O mesmo vale para os assassinatos regulares, o terror e a brutalidade, a humilhação diária dos palestinos nos últimos 35 anos de cruel ocupação, enquanto a terra e recursos foram tomados para colonos atraídos por amplos subsídios. Estes israelenses já transferidos para a Cisjordânia desfrutam de terra ampla e água fresca, enquanto 1 milhão de palestinos mal sobrevivem com seus escassos suprimentos de água praticamente inutilizáveis. Gaza é uma gaiola e, à medida que a cidade de Rafah, no sul, é sistematicamente demolida, os residentes podem ser privados de qualquer contato com o Egito e isolados do mar.

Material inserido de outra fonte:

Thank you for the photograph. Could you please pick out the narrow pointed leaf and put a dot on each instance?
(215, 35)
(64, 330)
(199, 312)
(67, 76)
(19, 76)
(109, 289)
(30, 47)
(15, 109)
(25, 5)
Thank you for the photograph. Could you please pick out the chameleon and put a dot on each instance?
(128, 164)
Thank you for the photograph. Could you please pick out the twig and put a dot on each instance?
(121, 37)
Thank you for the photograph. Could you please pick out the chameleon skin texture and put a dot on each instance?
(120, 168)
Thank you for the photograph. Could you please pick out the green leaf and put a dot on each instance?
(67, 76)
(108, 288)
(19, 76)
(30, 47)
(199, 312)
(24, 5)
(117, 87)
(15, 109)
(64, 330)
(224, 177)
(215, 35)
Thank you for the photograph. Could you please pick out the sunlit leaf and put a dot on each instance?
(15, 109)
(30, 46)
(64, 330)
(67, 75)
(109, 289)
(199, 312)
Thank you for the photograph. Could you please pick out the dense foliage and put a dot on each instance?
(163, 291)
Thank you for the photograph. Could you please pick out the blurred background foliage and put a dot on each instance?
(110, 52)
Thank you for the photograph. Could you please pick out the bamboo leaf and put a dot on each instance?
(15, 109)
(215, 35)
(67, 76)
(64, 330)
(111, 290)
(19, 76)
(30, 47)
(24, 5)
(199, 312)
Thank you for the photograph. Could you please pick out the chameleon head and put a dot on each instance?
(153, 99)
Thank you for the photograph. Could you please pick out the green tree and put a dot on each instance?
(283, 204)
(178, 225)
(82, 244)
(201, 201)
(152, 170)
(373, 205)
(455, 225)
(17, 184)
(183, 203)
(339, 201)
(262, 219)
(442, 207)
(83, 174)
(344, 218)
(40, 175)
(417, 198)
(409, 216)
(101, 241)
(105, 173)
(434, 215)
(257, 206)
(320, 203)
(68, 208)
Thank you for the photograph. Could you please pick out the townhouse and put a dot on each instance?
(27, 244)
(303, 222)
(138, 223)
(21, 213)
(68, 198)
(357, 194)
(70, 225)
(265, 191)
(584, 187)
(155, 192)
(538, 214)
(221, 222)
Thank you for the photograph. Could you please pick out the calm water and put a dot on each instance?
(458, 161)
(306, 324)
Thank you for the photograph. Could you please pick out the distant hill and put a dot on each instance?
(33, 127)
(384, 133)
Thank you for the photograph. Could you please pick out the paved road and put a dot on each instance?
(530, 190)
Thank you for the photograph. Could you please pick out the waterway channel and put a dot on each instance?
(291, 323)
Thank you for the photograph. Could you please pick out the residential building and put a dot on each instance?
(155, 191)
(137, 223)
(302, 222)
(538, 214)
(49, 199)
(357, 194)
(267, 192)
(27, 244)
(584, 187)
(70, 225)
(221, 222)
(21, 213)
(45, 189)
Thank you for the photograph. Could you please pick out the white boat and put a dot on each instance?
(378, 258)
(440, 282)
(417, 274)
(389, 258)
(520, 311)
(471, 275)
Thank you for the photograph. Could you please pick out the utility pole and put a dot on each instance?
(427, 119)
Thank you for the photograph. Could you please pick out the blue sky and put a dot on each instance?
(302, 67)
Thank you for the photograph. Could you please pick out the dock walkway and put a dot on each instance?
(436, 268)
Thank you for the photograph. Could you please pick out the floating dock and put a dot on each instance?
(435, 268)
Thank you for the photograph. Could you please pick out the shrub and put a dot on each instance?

É equivocado chamar essas políticas de israelenses. São políticas americano-israelenses, tornadas possíveis pelo contínuo apoio militar, econômico e diplomático dos EUA a Israel. Tem sido assim desde 1971, quando, com o apoio americano, Israel rejeitou uma oferta de paz total com o Egito, preferindo a expansão à segurança.
Em 1976, os EUA vetaram uma resolução do Conselho de Segurança pedindo uma solução de dois Estados de acordo com um esmagador consenso internacional. A proposta de dois estados conta hoje com o apoio de uma maioria dos americanos e poderia ser executada imediatamente se Washington quisesse.
No máximo, as audiências em Haia acabarão numa advertência de que o muro é ilegal. Isto não mudará nada. Qualquer chance real de uma solução política – e de vidas decentes para o povo da região – depende dos EUA.
(N. Como previsto pelo autor, a Corte de Haia desaprovou a construção do muro. Israel com o apoio dos EUA prosseguiu a construção, certo de sua condição de ACIMA DA LEI enquanto contar com o apoio da Casa Branca).
NOAM CHOMSKI é professor de lingüística, de origem judaica, conhecido escritor e ativista nos EUA.